K. M. Lamb - Kayla Mary Lamb - is from Australia, and that's probably where she will always live, unless some extreme dollop of good fortune allows her to live somewhere in the U.K for the six months that there is even a remote possibility of hot weather in Australia. She was born in a south eastern suburb of Victoria, and has moved to several other south eastern suburbs since then. Her father picked her name from Days of Our Lives and her middle name comes from two of her great grandmothers and she likes both quite a lot. The youngest of four children, she is now an adult but has since learned that it doesn't really make much of a difference. She'll always have red(dish) hair, wear glasses and have her first name and middle name hyphenated by her parents. Sometimes she answers to Betty and calls her sister Thelma.
Her heritage is Danish, English and a hint of Scottish, and she will quite readily tell you about her great-great-great-great-great Grandfather, Reverend John Lamb, who was a Master at Corpus Christi College, Cambridge, and his son, Decimus, who is the reason she is Australian.
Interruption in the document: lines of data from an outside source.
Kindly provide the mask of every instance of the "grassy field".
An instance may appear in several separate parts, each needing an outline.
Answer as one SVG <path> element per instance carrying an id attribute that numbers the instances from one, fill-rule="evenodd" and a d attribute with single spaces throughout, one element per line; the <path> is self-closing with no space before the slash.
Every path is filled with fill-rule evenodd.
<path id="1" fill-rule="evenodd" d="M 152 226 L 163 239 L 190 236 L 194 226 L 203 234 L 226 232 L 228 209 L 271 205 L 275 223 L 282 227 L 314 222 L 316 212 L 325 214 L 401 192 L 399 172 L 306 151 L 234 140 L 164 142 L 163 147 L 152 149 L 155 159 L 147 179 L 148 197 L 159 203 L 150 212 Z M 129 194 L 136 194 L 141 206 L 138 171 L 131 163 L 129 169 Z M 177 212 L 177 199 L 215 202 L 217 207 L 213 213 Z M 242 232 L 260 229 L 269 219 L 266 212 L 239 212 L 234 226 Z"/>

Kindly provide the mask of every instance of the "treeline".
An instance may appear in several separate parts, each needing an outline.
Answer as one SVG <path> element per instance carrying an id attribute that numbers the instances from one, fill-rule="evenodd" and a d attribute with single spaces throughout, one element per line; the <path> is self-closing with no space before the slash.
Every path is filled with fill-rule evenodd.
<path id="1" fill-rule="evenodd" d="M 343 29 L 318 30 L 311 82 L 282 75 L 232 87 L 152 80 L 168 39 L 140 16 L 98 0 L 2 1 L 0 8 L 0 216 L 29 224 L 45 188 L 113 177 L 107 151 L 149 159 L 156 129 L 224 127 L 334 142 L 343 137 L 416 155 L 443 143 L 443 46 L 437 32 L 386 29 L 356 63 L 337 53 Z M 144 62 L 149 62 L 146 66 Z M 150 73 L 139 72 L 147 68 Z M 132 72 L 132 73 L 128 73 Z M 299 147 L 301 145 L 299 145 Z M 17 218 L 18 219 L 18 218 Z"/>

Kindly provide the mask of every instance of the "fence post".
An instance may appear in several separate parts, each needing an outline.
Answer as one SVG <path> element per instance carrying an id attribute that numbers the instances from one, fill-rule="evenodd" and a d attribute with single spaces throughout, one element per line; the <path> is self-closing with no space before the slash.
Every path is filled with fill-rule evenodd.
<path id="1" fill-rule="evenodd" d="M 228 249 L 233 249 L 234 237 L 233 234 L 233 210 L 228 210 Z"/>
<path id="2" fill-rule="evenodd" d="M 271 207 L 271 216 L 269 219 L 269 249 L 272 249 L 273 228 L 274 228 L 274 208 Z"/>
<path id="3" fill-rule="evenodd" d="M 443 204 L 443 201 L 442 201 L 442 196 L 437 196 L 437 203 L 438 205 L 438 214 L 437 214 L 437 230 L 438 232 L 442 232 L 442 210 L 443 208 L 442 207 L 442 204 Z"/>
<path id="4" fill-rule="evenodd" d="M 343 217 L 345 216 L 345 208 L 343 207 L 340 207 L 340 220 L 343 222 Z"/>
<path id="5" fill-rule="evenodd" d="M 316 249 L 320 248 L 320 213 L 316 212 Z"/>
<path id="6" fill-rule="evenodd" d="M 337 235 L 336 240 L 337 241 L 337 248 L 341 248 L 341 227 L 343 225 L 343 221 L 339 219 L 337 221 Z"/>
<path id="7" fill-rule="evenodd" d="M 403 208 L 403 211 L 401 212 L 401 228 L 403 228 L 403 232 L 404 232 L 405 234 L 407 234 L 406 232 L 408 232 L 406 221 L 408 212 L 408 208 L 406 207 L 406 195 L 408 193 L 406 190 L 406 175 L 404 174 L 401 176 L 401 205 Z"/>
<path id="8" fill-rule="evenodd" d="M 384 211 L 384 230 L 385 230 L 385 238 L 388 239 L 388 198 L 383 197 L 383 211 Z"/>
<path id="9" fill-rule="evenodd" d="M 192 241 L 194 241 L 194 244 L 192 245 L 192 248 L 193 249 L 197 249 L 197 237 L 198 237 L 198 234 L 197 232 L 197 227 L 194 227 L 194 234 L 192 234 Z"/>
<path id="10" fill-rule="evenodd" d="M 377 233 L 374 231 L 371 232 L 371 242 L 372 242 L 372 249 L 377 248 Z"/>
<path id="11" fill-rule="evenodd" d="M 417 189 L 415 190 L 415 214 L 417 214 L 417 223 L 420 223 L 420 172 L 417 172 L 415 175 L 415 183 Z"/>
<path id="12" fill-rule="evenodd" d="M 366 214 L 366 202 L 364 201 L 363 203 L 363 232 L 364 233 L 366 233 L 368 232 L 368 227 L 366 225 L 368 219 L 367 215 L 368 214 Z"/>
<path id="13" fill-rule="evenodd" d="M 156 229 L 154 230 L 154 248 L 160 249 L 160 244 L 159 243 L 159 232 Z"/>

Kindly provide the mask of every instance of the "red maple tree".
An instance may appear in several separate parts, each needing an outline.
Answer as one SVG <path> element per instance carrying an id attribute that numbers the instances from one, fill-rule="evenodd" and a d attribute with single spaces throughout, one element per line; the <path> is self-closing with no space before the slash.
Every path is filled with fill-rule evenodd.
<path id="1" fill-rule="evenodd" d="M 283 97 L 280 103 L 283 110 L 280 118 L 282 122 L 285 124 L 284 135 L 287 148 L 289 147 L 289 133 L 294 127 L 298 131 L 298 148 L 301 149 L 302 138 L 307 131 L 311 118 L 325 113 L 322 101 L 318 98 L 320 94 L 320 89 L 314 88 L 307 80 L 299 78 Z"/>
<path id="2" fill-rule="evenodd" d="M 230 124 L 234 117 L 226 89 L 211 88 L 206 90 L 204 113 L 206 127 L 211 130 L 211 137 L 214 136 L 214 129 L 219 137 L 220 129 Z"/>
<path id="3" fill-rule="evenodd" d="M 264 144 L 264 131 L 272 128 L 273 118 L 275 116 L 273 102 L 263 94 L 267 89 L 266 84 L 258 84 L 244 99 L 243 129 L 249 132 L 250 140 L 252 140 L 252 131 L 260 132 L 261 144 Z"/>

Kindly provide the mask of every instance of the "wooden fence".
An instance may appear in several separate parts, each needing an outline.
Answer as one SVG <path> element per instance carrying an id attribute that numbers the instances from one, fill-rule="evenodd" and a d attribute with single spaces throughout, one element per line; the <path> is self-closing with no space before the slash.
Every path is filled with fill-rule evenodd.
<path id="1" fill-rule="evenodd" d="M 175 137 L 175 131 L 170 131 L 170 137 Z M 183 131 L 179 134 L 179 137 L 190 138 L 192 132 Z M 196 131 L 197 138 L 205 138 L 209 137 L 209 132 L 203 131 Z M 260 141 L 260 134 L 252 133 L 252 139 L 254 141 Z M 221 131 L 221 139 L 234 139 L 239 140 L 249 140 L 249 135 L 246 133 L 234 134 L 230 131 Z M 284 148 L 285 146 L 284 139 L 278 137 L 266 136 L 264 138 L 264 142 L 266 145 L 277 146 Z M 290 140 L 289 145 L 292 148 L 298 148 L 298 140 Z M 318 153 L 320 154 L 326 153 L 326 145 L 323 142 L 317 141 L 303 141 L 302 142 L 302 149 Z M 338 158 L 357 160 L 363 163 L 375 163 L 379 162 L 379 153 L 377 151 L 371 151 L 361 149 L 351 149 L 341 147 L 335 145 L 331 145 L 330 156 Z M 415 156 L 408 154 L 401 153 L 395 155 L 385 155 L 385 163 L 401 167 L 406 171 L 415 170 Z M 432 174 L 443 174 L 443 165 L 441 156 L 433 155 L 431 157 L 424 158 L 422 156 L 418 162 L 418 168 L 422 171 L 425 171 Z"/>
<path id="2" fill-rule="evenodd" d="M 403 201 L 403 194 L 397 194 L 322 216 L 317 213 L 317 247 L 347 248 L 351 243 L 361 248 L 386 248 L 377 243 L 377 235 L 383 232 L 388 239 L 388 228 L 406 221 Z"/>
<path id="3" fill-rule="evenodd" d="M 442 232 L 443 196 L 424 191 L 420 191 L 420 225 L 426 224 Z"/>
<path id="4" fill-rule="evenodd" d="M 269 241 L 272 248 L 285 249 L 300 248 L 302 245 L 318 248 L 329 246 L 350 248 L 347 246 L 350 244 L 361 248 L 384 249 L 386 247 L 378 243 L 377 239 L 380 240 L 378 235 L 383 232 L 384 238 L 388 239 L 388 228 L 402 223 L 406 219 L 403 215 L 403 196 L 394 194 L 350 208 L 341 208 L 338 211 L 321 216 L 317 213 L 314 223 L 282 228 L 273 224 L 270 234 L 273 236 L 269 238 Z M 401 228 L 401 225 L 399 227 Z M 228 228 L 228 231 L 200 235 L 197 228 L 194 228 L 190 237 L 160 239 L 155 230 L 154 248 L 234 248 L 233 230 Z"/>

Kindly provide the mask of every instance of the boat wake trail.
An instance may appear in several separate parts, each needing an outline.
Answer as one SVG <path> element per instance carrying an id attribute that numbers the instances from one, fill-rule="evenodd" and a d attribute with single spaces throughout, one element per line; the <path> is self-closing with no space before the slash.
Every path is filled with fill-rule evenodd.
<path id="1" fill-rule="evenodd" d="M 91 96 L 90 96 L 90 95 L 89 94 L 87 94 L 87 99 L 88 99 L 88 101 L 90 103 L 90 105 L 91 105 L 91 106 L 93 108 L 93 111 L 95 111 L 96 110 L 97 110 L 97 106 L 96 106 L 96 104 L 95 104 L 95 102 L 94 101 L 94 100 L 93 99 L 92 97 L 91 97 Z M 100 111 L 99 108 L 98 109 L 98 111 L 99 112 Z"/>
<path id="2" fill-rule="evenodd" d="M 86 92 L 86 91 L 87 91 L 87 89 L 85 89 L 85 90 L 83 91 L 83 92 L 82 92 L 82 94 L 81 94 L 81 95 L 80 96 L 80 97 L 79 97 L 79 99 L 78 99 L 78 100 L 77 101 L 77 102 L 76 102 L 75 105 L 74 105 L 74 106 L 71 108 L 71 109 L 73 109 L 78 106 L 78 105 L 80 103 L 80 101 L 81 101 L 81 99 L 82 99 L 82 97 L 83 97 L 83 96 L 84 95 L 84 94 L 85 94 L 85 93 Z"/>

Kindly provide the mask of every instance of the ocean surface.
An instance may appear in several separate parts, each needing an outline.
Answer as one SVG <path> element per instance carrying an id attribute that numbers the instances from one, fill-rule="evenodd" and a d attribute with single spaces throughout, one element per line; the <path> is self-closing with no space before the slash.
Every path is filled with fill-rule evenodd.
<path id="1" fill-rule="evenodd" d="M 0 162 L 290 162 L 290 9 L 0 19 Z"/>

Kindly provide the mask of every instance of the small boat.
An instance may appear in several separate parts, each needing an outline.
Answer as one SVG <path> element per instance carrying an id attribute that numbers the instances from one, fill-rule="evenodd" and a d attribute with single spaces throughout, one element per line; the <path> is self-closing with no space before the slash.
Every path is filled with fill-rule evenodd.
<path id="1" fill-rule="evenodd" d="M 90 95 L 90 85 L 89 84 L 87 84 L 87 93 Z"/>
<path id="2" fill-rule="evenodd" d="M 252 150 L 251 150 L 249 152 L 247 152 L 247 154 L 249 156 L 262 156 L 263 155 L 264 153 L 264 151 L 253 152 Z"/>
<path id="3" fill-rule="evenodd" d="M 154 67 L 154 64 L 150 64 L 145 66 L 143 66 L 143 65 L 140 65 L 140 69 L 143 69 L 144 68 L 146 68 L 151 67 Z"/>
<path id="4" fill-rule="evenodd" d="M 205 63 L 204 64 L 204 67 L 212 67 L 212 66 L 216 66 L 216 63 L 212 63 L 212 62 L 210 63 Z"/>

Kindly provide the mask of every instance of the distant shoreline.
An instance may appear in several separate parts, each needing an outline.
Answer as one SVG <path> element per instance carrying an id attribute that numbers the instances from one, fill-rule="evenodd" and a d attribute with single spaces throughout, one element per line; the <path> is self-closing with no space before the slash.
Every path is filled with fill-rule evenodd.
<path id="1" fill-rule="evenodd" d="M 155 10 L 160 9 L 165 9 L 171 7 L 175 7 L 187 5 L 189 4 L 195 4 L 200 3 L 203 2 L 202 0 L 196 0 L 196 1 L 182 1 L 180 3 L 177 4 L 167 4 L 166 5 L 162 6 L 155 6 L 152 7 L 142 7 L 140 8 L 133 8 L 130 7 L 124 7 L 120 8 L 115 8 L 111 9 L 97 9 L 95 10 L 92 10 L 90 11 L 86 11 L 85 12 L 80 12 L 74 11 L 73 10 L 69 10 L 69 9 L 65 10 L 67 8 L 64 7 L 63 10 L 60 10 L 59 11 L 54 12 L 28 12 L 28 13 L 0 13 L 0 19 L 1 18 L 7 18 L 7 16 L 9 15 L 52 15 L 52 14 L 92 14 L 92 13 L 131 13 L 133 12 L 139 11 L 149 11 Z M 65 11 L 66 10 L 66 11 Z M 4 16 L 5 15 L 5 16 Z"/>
She has been researching her family history on her father's side for a few years now; it has become one of her passions.
A palm reader once told her that her fingertips are bossy and she's maybe a little bit too curious for her own good. She has a love for hardcover books, Kombi vans, ginger cats, wire-haired dogs, and furniture classed as retro. There is a symbol for infinity tattooed on her left wrist, and one day she will get "Not all those who wander are lost" or "of spirit and fire and dew" tattooed on her other arm.
Her imagination is vast, her ideas endless. She loves to write, and tell stories. Her characters become her best friends and sometimes she becomes too invested in what happens to them. Writing has become her life, her adventure. Once upon a time, long ago, she wrote a twist on a tale about a girl called Cinderella and was told that she should keep writing; that she would be an author someday.
Someday doesn't seem quite so far away any more.